The bill’s sponsor, Council Member Chi Ossé, denies this, but his argument that the market rent is set independent of the broker’s fee is unconvincing. Renters were already willing to pay both before, and they will be willing to pay an equivalent combined amount in the future.
Consider some analogous examples of transactions where fees included in the sellers’ costs get passed on to a willing buyer. In the early days of online retailing, shoppers balked at paying shipping fees, so retailers universally began to offer “free shipping,” usually for purchases over a modest minimum amount. But shipping continued to be an expense for retailers. So, who pays for shipping? You do, of course. Retailers simply include shipping costs in their markup over the wholesale price.
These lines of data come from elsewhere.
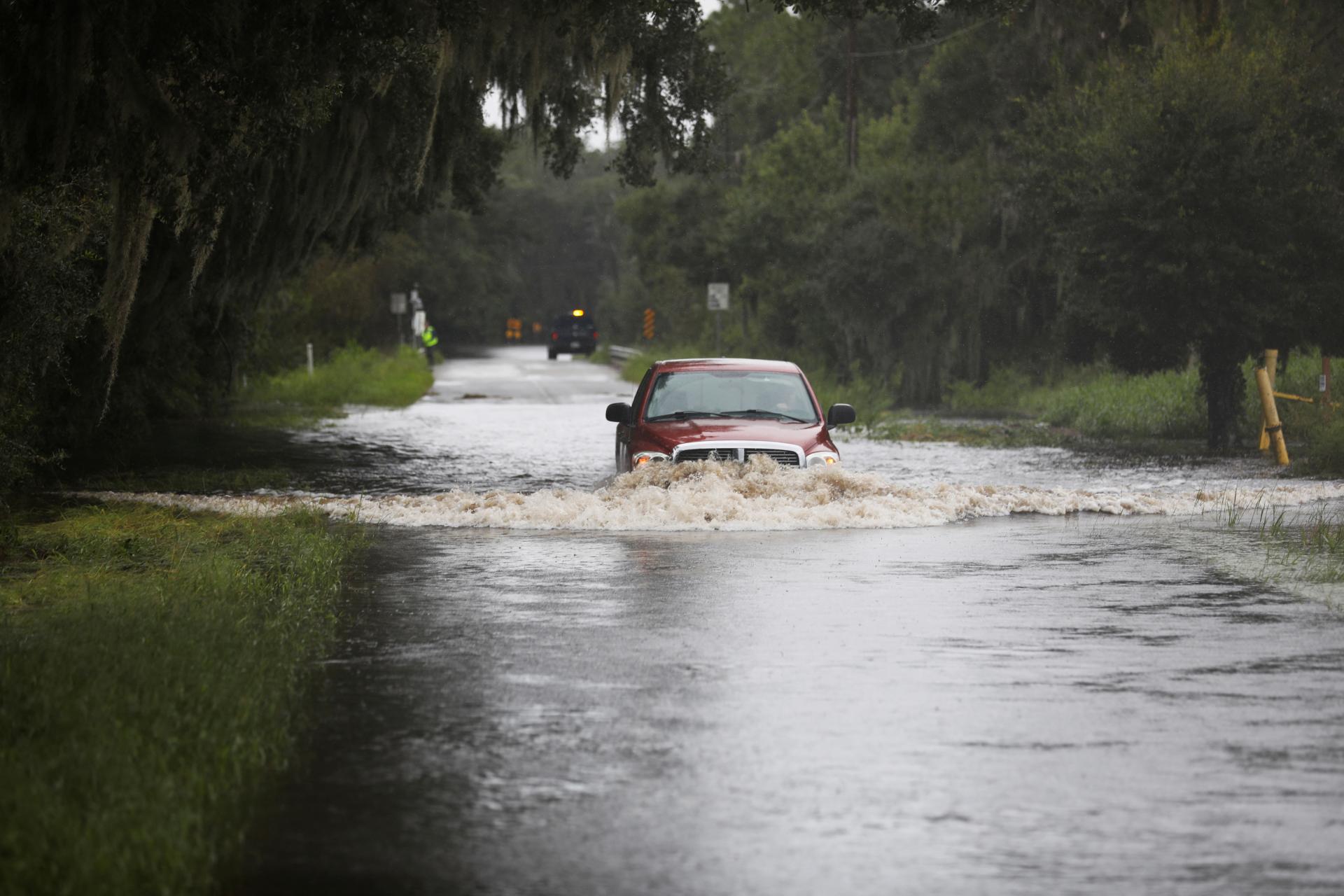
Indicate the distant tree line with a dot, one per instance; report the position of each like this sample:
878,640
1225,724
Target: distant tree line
1063,182
164,166
1140,183
186,192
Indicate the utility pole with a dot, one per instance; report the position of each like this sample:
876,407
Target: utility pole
851,99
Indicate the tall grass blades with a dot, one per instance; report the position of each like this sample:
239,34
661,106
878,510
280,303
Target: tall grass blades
151,678
353,375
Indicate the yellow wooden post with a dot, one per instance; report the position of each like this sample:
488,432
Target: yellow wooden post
1273,429
1272,365
1326,386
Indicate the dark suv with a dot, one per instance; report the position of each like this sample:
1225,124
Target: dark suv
573,333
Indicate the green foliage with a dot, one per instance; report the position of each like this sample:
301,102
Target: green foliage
1326,448
1003,393
153,664
1094,402
351,375
166,169
1163,405
1195,202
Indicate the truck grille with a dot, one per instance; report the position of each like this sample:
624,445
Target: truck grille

Here is another example. In the recent presidential campaign, we got a fairly robust discussion about who pays for tariffs. If there is one thing that most economists, conservative and liberal, agree on, it is that the final consumer, not the foreign seller, pays the cost of a tariff on imported goods.
So, for unregulated rentals, the city council’s argument that the FARE Act makes housing more affordable is entirely flimflam. There’s no way to prevent the cost from being passed on to a willing renter. Rentals will be as expensive as they were before.
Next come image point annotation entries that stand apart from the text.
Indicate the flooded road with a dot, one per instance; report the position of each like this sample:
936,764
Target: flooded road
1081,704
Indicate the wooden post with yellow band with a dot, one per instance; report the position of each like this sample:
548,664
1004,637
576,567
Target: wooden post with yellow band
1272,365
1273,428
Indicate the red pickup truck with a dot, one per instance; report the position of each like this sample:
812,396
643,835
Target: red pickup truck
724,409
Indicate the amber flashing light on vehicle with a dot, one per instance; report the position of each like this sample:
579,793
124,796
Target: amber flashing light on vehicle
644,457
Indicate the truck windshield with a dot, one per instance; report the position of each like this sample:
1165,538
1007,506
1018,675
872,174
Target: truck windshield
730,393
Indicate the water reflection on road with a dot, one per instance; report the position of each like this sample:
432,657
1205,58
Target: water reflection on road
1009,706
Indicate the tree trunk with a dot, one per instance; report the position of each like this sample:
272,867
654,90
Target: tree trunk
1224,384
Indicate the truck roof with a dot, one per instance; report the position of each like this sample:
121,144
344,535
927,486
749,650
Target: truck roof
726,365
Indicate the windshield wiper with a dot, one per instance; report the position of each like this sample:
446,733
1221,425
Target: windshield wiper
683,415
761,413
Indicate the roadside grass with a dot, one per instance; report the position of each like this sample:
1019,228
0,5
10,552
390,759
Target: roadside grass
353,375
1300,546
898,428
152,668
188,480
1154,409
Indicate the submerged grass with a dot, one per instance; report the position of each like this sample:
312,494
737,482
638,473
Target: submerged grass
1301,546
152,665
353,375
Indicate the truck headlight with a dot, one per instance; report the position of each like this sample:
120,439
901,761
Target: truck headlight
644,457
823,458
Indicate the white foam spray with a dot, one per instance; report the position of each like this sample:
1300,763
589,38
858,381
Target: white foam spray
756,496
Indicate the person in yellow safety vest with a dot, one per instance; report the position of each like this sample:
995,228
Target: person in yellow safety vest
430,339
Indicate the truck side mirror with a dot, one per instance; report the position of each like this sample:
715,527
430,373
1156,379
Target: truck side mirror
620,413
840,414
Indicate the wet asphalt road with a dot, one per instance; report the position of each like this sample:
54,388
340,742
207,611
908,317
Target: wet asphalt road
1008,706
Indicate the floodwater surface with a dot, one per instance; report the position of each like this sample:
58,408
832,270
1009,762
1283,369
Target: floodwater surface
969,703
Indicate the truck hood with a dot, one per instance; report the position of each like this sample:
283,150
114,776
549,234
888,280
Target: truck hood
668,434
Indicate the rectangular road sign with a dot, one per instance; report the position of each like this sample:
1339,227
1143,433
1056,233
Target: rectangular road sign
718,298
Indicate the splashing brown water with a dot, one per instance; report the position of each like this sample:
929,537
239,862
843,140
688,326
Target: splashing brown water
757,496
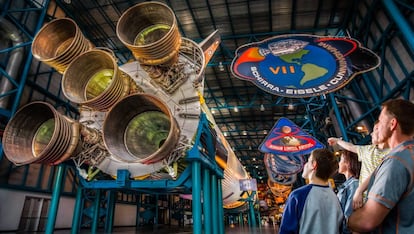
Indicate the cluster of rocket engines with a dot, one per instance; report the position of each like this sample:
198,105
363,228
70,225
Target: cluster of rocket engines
141,116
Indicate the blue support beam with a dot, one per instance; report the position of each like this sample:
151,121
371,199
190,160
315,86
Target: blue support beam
54,204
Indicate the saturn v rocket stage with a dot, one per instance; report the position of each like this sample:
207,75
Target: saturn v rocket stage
141,116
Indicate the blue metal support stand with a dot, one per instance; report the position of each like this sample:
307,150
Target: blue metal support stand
206,202
220,207
109,219
196,166
77,211
202,168
95,219
50,225
214,197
For rent-regulated units, it’s worse. The problem goes back to the state legislature’s passage of the punitive (for landlords) rent-stabilization amendments in 2019. These amendments included the elimination of vacancy allowances and other mechanisms by which rents could rise on vacant apartments close to market levels.
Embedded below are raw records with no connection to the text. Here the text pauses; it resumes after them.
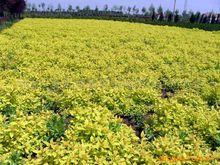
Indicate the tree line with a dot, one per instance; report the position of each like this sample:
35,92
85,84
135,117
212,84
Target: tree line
150,13
12,8
15,8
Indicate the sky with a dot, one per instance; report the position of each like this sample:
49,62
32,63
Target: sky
194,5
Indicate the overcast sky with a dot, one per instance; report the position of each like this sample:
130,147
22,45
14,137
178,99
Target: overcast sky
195,5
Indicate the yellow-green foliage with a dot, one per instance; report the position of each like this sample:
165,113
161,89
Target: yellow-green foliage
63,81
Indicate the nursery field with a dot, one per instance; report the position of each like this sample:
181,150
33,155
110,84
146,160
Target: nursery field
105,92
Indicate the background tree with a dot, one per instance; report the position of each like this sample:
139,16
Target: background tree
105,7
77,8
43,6
152,12
87,8
129,9
121,8
59,8
96,9
144,10
197,16
177,16
160,12
192,18
70,9
34,8
169,15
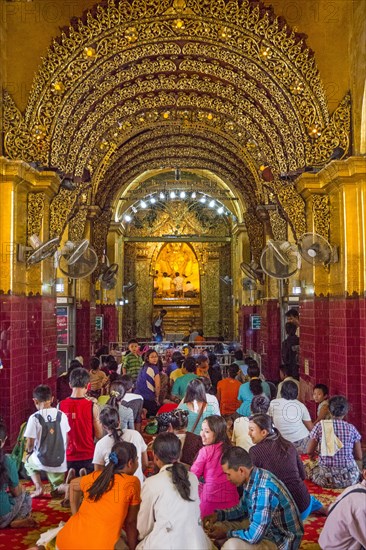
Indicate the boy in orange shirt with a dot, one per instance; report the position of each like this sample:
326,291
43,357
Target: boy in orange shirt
202,366
227,391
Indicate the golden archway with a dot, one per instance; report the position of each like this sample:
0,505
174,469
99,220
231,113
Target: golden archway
223,86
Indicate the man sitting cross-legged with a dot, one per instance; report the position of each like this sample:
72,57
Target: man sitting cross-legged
266,517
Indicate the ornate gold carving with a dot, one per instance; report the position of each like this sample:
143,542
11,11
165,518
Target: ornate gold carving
216,67
278,226
18,142
321,215
35,209
255,233
100,232
292,205
60,210
77,225
177,218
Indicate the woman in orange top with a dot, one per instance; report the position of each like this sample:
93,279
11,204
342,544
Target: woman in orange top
111,502
227,391
202,366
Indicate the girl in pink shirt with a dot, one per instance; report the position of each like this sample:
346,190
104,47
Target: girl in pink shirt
215,491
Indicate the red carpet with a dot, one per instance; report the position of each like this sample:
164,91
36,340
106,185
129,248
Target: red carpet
49,513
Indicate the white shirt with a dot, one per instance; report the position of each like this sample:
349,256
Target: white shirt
240,435
288,416
214,402
178,282
165,520
104,447
132,397
212,399
34,431
166,283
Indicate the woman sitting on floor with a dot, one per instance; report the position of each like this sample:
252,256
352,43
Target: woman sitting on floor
116,395
255,386
15,504
148,382
277,455
111,423
169,513
195,402
111,502
291,417
216,491
340,447
241,437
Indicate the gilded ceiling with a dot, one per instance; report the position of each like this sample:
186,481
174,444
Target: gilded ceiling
220,85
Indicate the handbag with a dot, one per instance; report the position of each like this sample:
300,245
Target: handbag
192,443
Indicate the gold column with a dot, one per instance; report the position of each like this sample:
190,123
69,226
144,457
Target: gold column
19,182
344,182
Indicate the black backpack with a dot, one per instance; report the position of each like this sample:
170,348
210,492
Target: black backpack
51,451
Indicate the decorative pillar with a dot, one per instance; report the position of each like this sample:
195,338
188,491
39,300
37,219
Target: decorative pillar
336,199
269,338
27,301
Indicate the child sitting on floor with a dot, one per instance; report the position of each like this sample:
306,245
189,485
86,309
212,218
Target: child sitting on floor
111,502
15,504
46,442
320,396
202,366
340,447
98,378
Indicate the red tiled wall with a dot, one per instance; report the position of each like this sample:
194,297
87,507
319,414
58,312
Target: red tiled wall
332,340
248,337
25,354
110,328
345,353
314,345
363,363
269,345
267,340
85,330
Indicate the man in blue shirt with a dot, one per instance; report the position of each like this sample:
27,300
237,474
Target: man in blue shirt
271,517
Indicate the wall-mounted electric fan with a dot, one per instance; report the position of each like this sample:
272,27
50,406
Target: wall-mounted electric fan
252,270
226,280
77,260
40,251
280,259
316,250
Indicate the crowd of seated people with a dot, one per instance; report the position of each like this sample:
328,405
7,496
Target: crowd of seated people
228,456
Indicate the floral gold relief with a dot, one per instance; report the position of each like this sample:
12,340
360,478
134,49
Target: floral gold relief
136,85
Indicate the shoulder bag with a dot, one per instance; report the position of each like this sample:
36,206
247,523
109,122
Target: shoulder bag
192,443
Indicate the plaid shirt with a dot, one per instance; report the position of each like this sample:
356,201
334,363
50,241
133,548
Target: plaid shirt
348,434
272,512
132,363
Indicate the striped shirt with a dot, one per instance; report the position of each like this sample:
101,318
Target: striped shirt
271,510
348,434
132,363
145,384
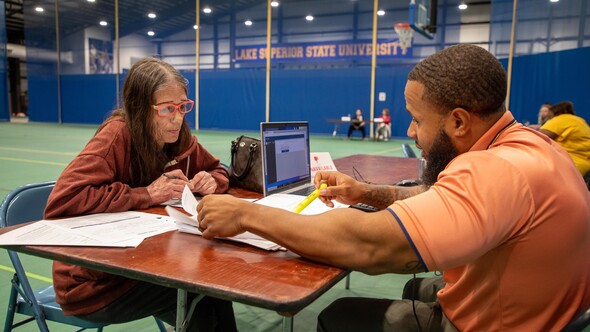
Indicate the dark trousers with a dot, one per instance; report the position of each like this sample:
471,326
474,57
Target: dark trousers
417,311
353,127
147,299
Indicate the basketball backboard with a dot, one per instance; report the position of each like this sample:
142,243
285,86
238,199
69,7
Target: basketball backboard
422,17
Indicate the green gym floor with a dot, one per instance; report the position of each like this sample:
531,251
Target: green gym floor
34,152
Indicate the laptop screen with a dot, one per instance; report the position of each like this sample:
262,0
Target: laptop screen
285,155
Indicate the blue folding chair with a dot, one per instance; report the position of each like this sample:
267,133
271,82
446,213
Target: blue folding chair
408,151
580,323
22,205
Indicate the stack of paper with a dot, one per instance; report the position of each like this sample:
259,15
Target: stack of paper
190,224
123,229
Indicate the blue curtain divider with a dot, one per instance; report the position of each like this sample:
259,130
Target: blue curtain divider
550,77
235,100
88,99
4,111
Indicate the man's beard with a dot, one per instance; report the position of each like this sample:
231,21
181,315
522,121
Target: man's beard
440,155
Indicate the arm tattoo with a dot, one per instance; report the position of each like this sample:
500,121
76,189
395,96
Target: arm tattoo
379,196
413,267
383,196
403,192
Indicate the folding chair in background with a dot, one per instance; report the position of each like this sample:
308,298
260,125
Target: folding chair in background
25,204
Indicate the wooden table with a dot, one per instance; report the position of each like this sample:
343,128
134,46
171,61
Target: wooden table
281,281
378,169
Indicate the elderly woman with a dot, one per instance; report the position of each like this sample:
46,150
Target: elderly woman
142,155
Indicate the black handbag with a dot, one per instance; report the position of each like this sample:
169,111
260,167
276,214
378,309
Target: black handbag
245,170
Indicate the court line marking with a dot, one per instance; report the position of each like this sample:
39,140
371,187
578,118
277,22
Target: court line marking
34,161
29,274
38,151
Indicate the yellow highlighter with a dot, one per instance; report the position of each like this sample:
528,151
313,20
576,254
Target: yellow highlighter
304,203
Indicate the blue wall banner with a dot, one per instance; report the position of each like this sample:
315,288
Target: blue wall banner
348,50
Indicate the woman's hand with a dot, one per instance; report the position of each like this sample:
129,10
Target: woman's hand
168,186
203,183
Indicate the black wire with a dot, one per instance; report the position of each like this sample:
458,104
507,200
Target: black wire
414,303
355,172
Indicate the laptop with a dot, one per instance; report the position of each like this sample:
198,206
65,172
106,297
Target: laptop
285,158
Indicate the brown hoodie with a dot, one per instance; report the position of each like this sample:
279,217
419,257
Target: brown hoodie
95,182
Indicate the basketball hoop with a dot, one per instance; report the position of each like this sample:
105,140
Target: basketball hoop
404,32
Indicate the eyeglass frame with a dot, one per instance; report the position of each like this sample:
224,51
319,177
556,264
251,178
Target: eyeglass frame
176,107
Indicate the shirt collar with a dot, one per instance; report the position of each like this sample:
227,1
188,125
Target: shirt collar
494,132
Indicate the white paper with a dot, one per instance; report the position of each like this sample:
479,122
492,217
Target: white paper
125,229
289,201
190,224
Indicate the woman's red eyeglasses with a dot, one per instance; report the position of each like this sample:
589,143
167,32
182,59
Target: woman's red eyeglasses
167,109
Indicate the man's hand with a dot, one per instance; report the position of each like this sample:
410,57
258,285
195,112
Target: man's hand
341,188
221,215
203,183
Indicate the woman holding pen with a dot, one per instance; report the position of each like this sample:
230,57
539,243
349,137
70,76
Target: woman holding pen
142,155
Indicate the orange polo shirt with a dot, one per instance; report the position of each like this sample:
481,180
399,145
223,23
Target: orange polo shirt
508,224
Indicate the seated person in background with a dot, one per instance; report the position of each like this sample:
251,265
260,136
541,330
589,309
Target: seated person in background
357,123
571,132
384,127
544,115
484,216
121,168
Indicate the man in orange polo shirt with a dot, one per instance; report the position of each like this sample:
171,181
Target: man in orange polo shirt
504,214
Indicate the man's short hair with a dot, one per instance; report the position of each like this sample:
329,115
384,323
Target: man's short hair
465,76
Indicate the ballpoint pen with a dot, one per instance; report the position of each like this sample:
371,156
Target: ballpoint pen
304,203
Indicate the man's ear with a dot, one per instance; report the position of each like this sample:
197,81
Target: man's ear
459,122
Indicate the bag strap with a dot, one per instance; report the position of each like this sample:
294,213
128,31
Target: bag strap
234,148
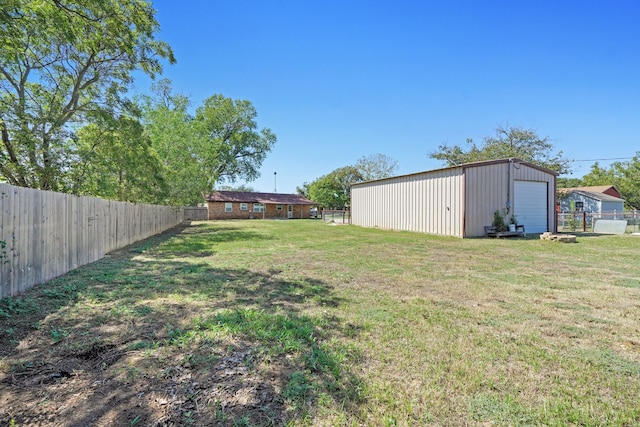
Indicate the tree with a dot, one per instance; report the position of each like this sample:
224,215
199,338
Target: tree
235,148
117,162
175,139
508,142
598,176
376,166
221,143
568,182
334,189
63,63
The legislature failed to explain how well-below-market vacant apartments would be allocated to new tenants, if not by price. Landlords, meantime, remained profit-motivated and sought ways to realize the market value of their real-estate assets despite the legislature’s effort to punish them. One way was to arrange with a broker to demand high fees—substantially higher than the typical 15 percent of a year’s rent—much of which could be kicked back to the landlord. That fee would be set by willing renters who would pay for access to an apartment with below-market rent. If you’re a New York politician, you might see that transaction as an outrage. But an economist might see it as a rational way to allocate a scarce resource. Either way, under the FARE Act it is outlawed.
The city council, however, has not explained any better than the legislature did how the scarce resource of below-market rental housing will be allocated in the future. Perhaps the council has finally beaten the market into oblivion, and from now on landlords will just pick lucky renters by lottery—or, far more likely, landlords will continue to bargain with willing tenants, but this activity will be pushed under the table. Fewer rent-stabilized apartments will be advertised for rent. You’ll have to know somebody who knows somebody who will show you a rent-stabilized apartment, but only if you bring an envelope stuffed with hundred-dollar bills. By the time the next city study comes around, the rent-stabilized apartment vacancy rate will be even lower.
In short, all this legislative posturing and preening by the council does nothing to make housing more available and affordable. Whether the council likes it or not, they depend on private entrepreneurs to meet city residents’ demand for housing. Squashing the limited avenues left to landlords to make a profit solves nothing and worsens the city’s housing crisis.